A thorough review of the literature reveals a possible correlation between the SARS-CoV-2 virus and the emergence of osteonecrosis. Our patient had no potential risk factors stated above except for an infection with COVID-19 eight months before the onset of symptoms. Although many cases of COVID-19 infection leading to the development of osteonecrosis could be attributable to the use of steroids in the treatment, the uniqueness of this report lies in the fact that the patient was relatively young and was managed conservatively.
The pathogenesis of avascular necrosis can be explained by various theories, as elucidated below. First, the systemic inflammatory response triggered by COVID-19 releases cytokines such as Interleukin-17 and Tumor Necrosis Factor-alpha, which in turn hinder osteoblast proliferation and maturation [5]. Second, the SARS-CoV-2 virus induces a deficiency in angiotensin-converting enzyme 2 (ACE2), which further accentuates bone loss [6, 7]. Third, systemic inflammation, coupled with direct endothelial damage caused by COVID-19, leads to upregulation of tissue factor and deregulation of the coagulation cascade, frequently resulting in a hypercoagulable condition, which increases the risk of bone necrosis [8, 9]. This finding was corroborated by certain cadaveric studies, revealing coagulopathy and intravascular thrombosis in individuals following COVID-19 infection [10]. Additionally, observations from reports on osteonecrosis of the head of the femur developing after SARS-CoV-2 infection indicate that osteonecrotic lesions typically diminish in size and stabilize over time, in contrast to ischemic necrosis that develops after steroid use in other conditions [11, 12].
Early diagnosis and prompt treatment of AVN are critical to prevent disease progression [13]. The non-invasive diagnostic modalities for AVN include Plain X-ray, MRI, bone scintigraphy, and computed tomography [14]. MRI is the gold standard imaging technique for diagnosing bone osteonecrosis as X-rays have a low sensitivity of only 41% in detecting early cases [15, 16]. If not adequately managed, the disease leads to osteoarthritis and, eventually, joint replacement [17]. The above case was confirmed to have AVN by an MRI.
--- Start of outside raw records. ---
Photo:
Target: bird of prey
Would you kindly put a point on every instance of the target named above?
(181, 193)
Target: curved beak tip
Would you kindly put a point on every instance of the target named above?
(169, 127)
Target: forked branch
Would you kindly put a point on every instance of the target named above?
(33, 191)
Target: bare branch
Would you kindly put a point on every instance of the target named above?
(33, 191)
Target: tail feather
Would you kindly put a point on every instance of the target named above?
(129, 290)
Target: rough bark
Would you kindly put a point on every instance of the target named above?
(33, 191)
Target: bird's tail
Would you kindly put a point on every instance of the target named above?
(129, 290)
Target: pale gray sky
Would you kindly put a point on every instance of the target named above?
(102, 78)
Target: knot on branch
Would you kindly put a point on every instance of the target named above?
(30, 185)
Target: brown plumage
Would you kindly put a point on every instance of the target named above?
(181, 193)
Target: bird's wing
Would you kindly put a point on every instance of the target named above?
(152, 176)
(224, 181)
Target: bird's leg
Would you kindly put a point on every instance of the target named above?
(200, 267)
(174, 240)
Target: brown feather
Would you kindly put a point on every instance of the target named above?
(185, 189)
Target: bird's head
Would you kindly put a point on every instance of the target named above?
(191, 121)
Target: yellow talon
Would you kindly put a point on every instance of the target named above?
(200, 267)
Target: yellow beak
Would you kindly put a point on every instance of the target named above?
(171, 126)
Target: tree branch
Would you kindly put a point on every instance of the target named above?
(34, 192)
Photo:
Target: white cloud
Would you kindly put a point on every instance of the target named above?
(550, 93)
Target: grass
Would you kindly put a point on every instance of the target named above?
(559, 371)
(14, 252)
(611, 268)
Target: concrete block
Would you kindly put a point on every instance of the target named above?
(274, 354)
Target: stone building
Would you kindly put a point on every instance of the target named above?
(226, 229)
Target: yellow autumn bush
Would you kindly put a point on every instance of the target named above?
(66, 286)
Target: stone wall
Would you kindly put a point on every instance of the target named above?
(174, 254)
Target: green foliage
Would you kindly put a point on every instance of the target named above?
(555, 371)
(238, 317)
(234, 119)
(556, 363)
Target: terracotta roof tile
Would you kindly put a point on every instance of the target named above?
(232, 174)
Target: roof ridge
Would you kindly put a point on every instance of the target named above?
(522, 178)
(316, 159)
Various treatment methods, both surgical and non-surgical, have been outlined for addressing AVN. During the initial stages of AVN, the primary aim of the treatment plan is to reduce the pain, enhance functionality, impede further advancement, and prevent collapse of the head of the femur. Physiotherapy, hyperbaric oxygen therapy, controlled weight-bearing, and medications such as lipid-lowering agents, vasodilators, anticoagulants, and bisphosphonates have been extensively tried to prevent further disease progression. Additionally, traditional Chinese therapies may offer potential benefits [18]. Core decompression stands out as a common treatment modality for early-stage AVN, despite criticisms regarding its efficacy [19]. Other surgical options, such as osteotomy and bone grafting, may be employed to slow disease progression. In cases where non-surgical interventions and joint-preserving techniques prove ineffective, arthroplasty emerges as a viable treatment alternative. Given the extended life expectancy of young individuals and the limited longevity of arthroplasties, preserving the head of the femur and acetabula-femoral joint remains a primary objective across treatment strategies [18].
Conclusions
On extensive clinical evaluation, there was no clear explanation for this 29-year-old male who developed bilateral hip osteonecrosis with no traditional risk factors. A history of a positive COVID-19 infection was the only plausible inciting event. Our case report raises the prospect of a potential link between COVID-19 and the development of bone osteonecrosis in patients without comorbidities. We acknowledge that the patient could have been in a hypercoagulable state due to inflammation triggered by the virus. The AVN following COVID-19 may manifest in a variety of ways. Although the typical presentation resembles classical AVN, some patients may encounter an abrupt and severe manifestation of the disease characterized by rapid deterioration. Healthcare providers should exercise caution when managing individuals with prior COVID-19 infection. Consistent monitoring and routine assessment of hip discomfort during subsequent visits, as well as enhanced awareness, may aid in the early detection of AVN and the prevention of degenerative joint disease. Consequently, we advocate further research to explore the correlation between COVID-19 infection and AVN, especially in young individuals without any significant risk factors.
Acknowledgments
We wish to highlight that Lakshmi Murugesan, Nithila Sivakumar, and Lakshiya Ramamoorthy have contributed equally to the development of this case report and should be considered joint first authors. The authors gratefully acknowledge the contributions of all individuals involved in the conception, design, and preparation of this case report.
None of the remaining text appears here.